RE: Street Epistemology - Practice
January 22, 2018 at 9:51 pm
(This post was last modified: January 22, 2018 at 9:54 pm by curiosne.)
(January 22, 2018 at 9:13 pm)RoadRunner79 Wrote:3) The Matthew, Luke and John gospels do not mention names of their authors in the actual writing. I am sure this is actually a fact which is not in dispute by the clergy.(January 22, 2018 at 9:00 pm)curiosne Wrote: 3) From what I've read (wikipeadia, Bart Earlman Blog, Quora, etc), the gospels of Matthew, Luke and John are anonymous writings with the names being given the them as a Christian tradition. The identity of authorship for the Gospel of Mark is though being debated still. Would you agree with this?

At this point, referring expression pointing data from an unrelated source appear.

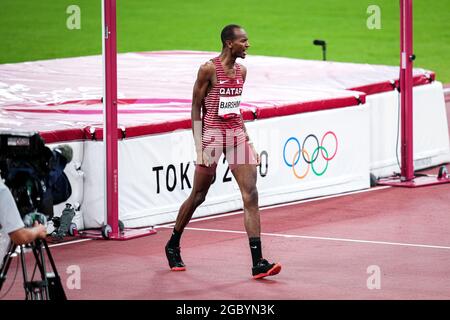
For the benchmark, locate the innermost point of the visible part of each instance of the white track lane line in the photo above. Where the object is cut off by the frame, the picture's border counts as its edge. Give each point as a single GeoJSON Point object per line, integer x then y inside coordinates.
{"type": "Point", "coordinates": [280, 205]}
{"type": "Point", "coordinates": [240, 211]}
{"type": "Point", "coordinates": [325, 238]}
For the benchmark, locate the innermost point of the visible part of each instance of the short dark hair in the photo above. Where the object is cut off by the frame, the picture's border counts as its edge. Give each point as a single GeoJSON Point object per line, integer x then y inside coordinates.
{"type": "Point", "coordinates": [228, 33]}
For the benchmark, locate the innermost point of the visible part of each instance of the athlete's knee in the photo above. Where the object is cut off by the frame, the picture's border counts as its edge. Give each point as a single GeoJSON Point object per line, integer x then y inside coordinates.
{"type": "Point", "coordinates": [250, 196]}
{"type": "Point", "coordinates": [199, 197]}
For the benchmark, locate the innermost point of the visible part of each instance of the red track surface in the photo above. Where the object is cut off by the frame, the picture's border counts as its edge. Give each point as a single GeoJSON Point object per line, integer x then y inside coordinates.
{"type": "Point", "coordinates": [319, 243]}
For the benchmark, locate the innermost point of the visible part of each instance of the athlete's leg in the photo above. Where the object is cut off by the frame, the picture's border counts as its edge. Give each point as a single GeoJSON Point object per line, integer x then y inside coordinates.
{"type": "Point", "coordinates": [245, 175]}
{"type": "Point", "coordinates": [203, 178]}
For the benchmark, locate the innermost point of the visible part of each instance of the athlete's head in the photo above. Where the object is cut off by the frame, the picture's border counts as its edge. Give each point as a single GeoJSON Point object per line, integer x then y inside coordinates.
{"type": "Point", "coordinates": [234, 38]}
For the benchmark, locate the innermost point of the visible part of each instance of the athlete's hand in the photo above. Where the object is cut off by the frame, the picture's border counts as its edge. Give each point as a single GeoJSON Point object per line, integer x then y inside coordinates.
{"type": "Point", "coordinates": [255, 153]}
{"type": "Point", "coordinates": [203, 158]}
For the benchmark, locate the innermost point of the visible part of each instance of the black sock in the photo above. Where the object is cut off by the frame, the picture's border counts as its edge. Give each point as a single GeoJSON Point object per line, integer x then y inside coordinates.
{"type": "Point", "coordinates": [175, 239]}
{"type": "Point", "coordinates": [255, 248]}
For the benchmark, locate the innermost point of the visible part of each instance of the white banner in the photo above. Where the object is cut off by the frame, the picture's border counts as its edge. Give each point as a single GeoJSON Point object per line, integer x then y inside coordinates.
{"type": "Point", "coordinates": [156, 172]}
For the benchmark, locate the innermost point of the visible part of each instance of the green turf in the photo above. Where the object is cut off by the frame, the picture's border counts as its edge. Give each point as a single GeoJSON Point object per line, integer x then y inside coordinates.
{"type": "Point", "coordinates": [33, 30]}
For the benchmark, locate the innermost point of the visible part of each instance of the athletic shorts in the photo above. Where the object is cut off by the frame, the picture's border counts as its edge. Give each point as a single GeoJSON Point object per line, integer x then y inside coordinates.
{"type": "Point", "coordinates": [235, 156]}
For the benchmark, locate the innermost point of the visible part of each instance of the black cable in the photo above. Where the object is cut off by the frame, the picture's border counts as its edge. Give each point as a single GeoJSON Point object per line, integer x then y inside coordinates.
{"type": "Point", "coordinates": [14, 280]}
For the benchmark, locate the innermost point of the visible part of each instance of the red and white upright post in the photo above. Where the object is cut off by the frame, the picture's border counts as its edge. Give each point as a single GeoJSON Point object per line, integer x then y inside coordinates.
{"type": "Point", "coordinates": [407, 178]}
{"type": "Point", "coordinates": [110, 129]}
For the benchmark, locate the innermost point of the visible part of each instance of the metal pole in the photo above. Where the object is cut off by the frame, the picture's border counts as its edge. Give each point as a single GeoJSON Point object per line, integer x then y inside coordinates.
{"type": "Point", "coordinates": [110, 115]}
{"type": "Point", "coordinates": [406, 89]}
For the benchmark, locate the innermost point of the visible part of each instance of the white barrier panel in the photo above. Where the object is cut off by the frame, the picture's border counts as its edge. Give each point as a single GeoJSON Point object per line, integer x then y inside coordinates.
{"type": "Point", "coordinates": [431, 140]}
{"type": "Point", "coordinates": [156, 172]}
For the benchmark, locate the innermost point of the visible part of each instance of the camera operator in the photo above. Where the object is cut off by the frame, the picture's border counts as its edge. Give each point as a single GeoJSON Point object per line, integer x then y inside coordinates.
{"type": "Point", "coordinates": [11, 222]}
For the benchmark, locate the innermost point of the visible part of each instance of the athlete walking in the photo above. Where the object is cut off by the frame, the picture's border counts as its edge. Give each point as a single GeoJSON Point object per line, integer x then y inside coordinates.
{"type": "Point", "coordinates": [218, 128]}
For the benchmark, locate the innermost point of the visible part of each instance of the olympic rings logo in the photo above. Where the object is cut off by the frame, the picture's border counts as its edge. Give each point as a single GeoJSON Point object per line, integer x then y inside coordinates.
{"type": "Point", "coordinates": [310, 158]}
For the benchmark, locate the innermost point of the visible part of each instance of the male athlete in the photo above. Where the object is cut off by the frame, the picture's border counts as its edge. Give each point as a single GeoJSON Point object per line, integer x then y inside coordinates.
{"type": "Point", "coordinates": [218, 128]}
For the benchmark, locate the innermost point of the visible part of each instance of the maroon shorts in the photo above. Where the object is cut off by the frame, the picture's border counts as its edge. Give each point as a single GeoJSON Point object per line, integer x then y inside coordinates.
{"type": "Point", "coordinates": [237, 155]}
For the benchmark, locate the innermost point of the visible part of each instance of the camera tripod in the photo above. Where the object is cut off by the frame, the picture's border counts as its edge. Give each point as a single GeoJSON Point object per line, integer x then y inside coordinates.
{"type": "Point", "coordinates": [49, 286]}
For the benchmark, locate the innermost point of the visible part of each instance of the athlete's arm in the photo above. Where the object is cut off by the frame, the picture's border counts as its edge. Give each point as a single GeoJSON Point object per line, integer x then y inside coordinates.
{"type": "Point", "coordinates": [204, 79]}
{"type": "Point", "coordinates": [249, 141]}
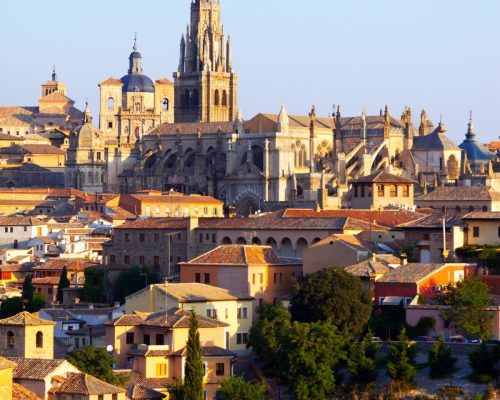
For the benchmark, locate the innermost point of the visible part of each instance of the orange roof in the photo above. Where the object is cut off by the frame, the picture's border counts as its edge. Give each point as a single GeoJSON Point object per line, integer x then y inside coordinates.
{"type": "Point", "coordinates": [240, 255]}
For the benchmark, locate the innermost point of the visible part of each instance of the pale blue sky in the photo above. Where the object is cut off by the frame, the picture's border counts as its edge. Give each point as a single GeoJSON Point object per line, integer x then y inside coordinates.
{"type": "Point", "coordinates": [443, 55]}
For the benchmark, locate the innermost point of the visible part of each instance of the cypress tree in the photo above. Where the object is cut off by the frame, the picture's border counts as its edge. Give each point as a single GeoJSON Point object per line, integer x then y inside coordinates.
{"type": "Point", "coordinates": [28, 292]}
{"type": "Point", "coordinates": [194, 369]}
{"type": "Point", "coordinates": [63, 284]}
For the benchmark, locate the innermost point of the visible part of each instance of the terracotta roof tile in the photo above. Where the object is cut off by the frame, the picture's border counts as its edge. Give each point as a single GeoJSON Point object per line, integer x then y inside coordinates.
{"type": "Point", "coordinates": [84, 384]}
{"type": "Point", "coordinates": [25, 318]}
{"type": "Point", "coordinates": [19, 392]}
{"type": "Point", "coordinates": [198, 292]}
{"type": "Point", "coordinates": [410, 273]}
{"type": "Point", "coordinates": [34, 368]}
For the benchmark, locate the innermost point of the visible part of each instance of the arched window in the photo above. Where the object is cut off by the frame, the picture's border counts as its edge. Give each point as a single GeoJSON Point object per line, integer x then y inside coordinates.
{"type": "Point", "coordinates": [10, 339]}
{"type": "Point", "coordinates": [39, 340]}
{"type": "Point", "coordinates": [165, 105]}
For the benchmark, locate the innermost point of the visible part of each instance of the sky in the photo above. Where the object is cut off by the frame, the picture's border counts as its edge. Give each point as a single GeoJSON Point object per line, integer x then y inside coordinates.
{"type": "Point", "coordinates": [441, 55]}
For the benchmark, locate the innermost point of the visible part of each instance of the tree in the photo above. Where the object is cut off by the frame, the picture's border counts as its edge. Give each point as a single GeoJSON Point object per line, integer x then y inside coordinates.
{"type": "Point", "coordinates": [401, 364]}
{"type": "Point", "coordinates": [312, 352]}
{"type": "Point", "coordinates": [236, 388]}
{"type": "Point", "coordinates": [28, 290]}
{"type": "Point", "coordinates": [96, 362]}
{"type": "Point", "coordinates": [469, 302]}
{"type": "Point", "coordinates": [362, 362]}
{"type": "Point", "coordinates": [268, 331]}
{"type": "Point", "coordinates": [63, 284]}
{"type": "Point", "coordinates": [132, 280]}
{"type": "Point", "coordinates": [193, 370]}
{"type": "Point", "coordinates": [441, 361]}
{"type": "Point", "coordinates": [93, 291]}
{"type": "Point", "coordinates": [483, 361]}
{"type": "Point", "coordinates": [10, 307]}
{"type": "Point", "coordinates": [335, 295]}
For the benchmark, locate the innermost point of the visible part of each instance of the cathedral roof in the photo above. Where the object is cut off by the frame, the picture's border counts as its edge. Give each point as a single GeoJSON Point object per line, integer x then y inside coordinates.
{"type": "Point", "coordinates": [436, 140]}
{"type": "Point", "coordinates": [137, 83]}
{"type": "Point", "coordinates": [476, 152]}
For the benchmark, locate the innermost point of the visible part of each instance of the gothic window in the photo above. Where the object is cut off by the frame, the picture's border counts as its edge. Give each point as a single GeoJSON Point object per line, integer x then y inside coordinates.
{"type": "Point", "coordinates": [452, 166]}
{"type": "Point", "coordinates": [39, 340]}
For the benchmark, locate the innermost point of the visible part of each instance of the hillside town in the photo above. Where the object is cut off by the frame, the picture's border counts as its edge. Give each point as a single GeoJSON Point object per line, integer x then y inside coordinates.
{"type": "Point", "coordinates": [175, 249]}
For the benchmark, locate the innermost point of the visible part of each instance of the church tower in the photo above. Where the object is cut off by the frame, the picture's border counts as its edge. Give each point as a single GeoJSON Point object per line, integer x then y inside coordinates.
{"type": "Point", "coordinates": [205, 84]}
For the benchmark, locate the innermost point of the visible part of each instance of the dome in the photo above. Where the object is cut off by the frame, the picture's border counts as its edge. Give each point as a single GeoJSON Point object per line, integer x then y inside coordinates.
{"type": "Point", "coordinates": [137, 83]}
{"type": "Point", "coordinates": [477, 154]}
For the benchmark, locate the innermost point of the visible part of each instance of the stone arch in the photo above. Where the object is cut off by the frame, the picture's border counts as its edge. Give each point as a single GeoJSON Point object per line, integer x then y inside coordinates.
{"type": "Point", "coordinates": [452, 167]}
{"type": "Point", "coordinates": [300, 246]}
{"type": "Point", "coordinates": [11, 339]}
{"type": "Point", "coordinates": [39, 340]}
{"type": "Point", "coordinates": [165, 104]}
{"type": "Point", "coordinates": [256, 241]}
{"type": "Point", "coordinates": [286, 248]}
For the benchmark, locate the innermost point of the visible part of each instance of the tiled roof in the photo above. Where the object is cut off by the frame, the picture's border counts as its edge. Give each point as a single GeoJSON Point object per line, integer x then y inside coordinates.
{"type": "Point", "coordinates": [34, 368]}
{"type": "Point", "coordinates": [492, 216]}
{"type": "Point", "coordinates": [387, 218]}
{"type": "Point", "coordinates": [179, 319]}
{"type": "Point", "coordinates": [462, 193]}
{"type": "Point", "coordinates": [25, 318]}
{"type": "Point", "coordinates": [368, 268]}
{"type": "Point", "coordinates": [6, 364]}
{"type": "Point", "coordinates": [383, 177]}
{"type": "Point", "coordinates": [71, 264]}
{"type": "Point", "coordinates": [20, 221]}
{"type": "Point", "coordinates": [155, 223]}
{"type": "Point", "coordinates": [437, 140]}
{"type": "Point", "coordinates": [238, 255]}
{"type": "Point", "coordinates": [84, 384]}
{"type": "Point", "coordinates": [198, 292]}
{"type": "Point", "coordinates": [192, 128]}
{"type": "Point", "coordinates": [410, 273]}
{"type": "Point", "coordinates": [209, 351]}
{"type": "Point", "coordinates": [143, 392]}
{"type": "Point", "coordinates": [19, 392]}
{"type": "Point", "coordinates": [434, 221]}
{"type": "Point", "coordinates": [176, 199]}
{"type": "Point", "coordinates": [134, 319]}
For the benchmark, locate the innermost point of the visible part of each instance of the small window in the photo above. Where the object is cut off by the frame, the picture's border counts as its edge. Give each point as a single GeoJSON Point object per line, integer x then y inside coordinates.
{"type": "Point", "coordinates": [130, 337]}
{"type": "Point", "coordinates": [219, 369]}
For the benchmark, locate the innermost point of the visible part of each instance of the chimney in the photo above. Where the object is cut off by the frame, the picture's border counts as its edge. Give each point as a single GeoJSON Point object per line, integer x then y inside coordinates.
{"type": "Point", "coordinates": [404, 259]}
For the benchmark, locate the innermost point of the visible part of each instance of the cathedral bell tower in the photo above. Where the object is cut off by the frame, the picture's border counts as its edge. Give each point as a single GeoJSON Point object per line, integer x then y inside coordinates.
{"type": "Point", "coordinates": [205, 84]}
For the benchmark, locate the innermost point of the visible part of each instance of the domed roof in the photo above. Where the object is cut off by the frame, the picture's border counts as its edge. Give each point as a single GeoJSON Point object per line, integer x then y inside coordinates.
{"type": "Point", "coordinates": [137, 83]}
{"type": "Point", "coordinates": [135, 80]}
{"type": "Point", "coordinates": [477, 154]}
{"type": "Point", "coordinates": [86, 135]}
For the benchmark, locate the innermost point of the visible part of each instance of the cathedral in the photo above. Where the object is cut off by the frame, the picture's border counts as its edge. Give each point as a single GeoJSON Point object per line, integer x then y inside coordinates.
{"type": "Point", "coordinates": [190, 136]}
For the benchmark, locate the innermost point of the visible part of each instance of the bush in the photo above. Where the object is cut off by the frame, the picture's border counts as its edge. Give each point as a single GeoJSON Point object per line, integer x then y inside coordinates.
{"type": "Point", "coordinates": [441, 361]}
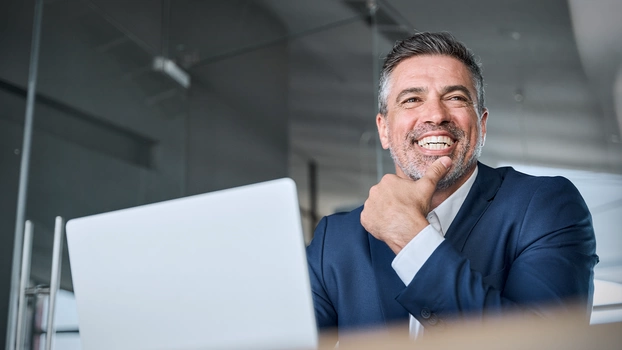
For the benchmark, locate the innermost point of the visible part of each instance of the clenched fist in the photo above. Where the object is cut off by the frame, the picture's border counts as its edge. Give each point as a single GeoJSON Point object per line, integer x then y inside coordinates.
{"type": "Point", "coordinates": [396, 208]}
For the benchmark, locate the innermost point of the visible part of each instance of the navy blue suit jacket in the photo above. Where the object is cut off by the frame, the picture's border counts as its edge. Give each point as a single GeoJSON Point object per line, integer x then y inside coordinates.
{"type": "Point", "coordinates": [519, 242]}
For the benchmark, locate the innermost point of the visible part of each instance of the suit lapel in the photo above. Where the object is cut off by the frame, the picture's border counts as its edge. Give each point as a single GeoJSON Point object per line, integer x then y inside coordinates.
{"type": "Point", "coordinates": [389, 284]}
{"type": "Point", "coordinates": [479, 198]}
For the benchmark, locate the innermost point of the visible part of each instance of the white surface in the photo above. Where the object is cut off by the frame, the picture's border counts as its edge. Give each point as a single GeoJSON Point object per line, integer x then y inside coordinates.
{"type": "Point", "coordinates": [607, 302]}
{"type": "Point", "coordinates": [220, 270]}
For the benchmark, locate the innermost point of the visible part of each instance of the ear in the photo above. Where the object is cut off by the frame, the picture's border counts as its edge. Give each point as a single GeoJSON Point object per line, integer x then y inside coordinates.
{"type": "Point", "coordinates": [383, 131]}
{"type": "Point", "coordinates": [483, 121]}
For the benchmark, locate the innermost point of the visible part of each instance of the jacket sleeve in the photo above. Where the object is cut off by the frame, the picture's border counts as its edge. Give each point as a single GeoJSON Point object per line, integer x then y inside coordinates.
{"type": "Point", "coordinates": [552, 266]}
{"type": "Point", "coordinates": [325, 313]}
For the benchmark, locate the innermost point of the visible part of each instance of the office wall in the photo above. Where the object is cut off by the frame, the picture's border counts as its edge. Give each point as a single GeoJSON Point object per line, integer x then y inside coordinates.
{"type": "Point", "coordinates": [110, 133]}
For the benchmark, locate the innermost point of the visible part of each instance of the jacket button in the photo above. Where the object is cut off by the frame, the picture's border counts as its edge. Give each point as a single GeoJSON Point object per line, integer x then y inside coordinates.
{"type": "Point", "coordinates": [433, 320]}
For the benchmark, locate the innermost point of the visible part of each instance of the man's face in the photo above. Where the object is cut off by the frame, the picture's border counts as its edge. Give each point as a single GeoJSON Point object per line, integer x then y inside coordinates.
{"type": "Point", "coordinates": [432, 113]}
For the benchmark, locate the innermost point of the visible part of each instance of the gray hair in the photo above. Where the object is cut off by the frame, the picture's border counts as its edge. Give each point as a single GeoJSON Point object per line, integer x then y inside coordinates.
{"type": "Point", "coordinates": [426, 43]}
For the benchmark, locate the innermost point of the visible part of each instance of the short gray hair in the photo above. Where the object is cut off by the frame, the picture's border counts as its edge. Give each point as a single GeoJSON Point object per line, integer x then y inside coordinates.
{"type": "Point", "coordinates": [426, 43]}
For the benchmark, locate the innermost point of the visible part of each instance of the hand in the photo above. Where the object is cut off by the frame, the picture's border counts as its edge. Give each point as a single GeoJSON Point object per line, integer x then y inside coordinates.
{"type": "Point", "coordinates": [396, 209]}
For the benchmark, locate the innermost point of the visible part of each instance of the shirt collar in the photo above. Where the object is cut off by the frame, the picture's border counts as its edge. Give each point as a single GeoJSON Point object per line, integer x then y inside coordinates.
{"type": "Point", "coordinates": [448, 209]}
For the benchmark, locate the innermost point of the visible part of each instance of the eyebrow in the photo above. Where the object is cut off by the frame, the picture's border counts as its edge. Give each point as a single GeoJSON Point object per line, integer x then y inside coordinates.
{"type": "Point", "coordinates": [462, 88]}
{"type": "Point", "coordinates": [413, 90]}
{"type": "Point", "coordinates": [446, 90]}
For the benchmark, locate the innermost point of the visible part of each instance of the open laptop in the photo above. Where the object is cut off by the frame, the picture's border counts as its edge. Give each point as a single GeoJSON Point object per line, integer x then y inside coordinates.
{"type": "Point", "coordinates": [222, 270]}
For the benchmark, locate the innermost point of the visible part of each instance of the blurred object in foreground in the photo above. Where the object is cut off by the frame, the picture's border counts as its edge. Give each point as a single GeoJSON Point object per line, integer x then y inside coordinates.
{"type": "Point", "coordinates": [607, 302]}
{"type": "Point", "coordinates": [567, 331]}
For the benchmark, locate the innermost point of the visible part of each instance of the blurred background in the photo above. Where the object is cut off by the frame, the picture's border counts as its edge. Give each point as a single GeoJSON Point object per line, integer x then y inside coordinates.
{"type": "Point", "coordinates": [140, 101]}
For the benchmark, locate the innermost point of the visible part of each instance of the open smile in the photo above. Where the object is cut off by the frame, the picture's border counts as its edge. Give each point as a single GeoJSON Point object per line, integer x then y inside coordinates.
{"type": "Point", "coordinates": [435, 142]}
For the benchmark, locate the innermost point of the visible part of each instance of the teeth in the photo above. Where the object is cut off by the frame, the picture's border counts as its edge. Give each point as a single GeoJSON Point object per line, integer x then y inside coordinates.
{"type": "Point", "coordinates": [435, 142]}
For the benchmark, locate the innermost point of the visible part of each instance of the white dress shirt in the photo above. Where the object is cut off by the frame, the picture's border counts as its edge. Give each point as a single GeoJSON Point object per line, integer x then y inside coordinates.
{"type": "Point", "coordinates": [412, 257]}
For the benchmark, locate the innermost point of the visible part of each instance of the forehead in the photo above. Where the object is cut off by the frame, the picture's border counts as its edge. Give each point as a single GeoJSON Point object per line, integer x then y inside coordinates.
{"type": "Point", "coordinates": [430, 71]}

4) But again, if your evidence does not speak towards its truth, should it be discussed at all? I can also give several examples where people were influenced by religious leaders drastically changed people's lives. I'm an ex-Buddhist so Buddha comes to mind where he has also influenced several kings and nobles.
5) This point needs more research from my end. I'll get back to you on it.
3.) No I wouldn't..... and I would ask how they came to the conclusion that they where anonymous. The only reasons I heard are not very good, while all the information for these books seem to point to the traditional authors without dispute to anyone else.
4.) If it gives us reason towards a belief, then doesn't that mean that it speaks towards the truth? It doesn't have to get you to 100% to your destination, but getting you a little further down the road is still helpful.
I believe I asked before; do you think that you need 100% certainty in order to know (or have justified belief)? Do you believe that others can testify to their knowledge, and thus you gain knowledge that you did not personally experience?
4) Speaking from a completely objective view, no. Reasons could have unfounded claims. The claims here are what should be analysed and any influence the claims have on your belief need to be discarded until the claims are proved true. It is unhelpful that the claims should sway your opinion as then you will most likely become unbiased in your assessment of the truthfulness of the underlying the claim.
I think I've answered this one (not sure) but I don't need 100% certainty to believe in something just sufficient evidence to get me to a high confidence level.
Let's talk about the principle that we agreed earlier:
- There is a positive correlation between the quantity/quality of evidence for a claim where you have low confidence of it's truth
- All the available evidence I can find will get me towards a certain confidence level on how much I believe the claim in question.
If I have low confidence of the truth of something then just someone's testimony would not get me to a high confidence level, no matter how much that person believes what they are saying is true, Eg I would not accept testimony of truth from an alien abductee as sufficient evidence, would you?.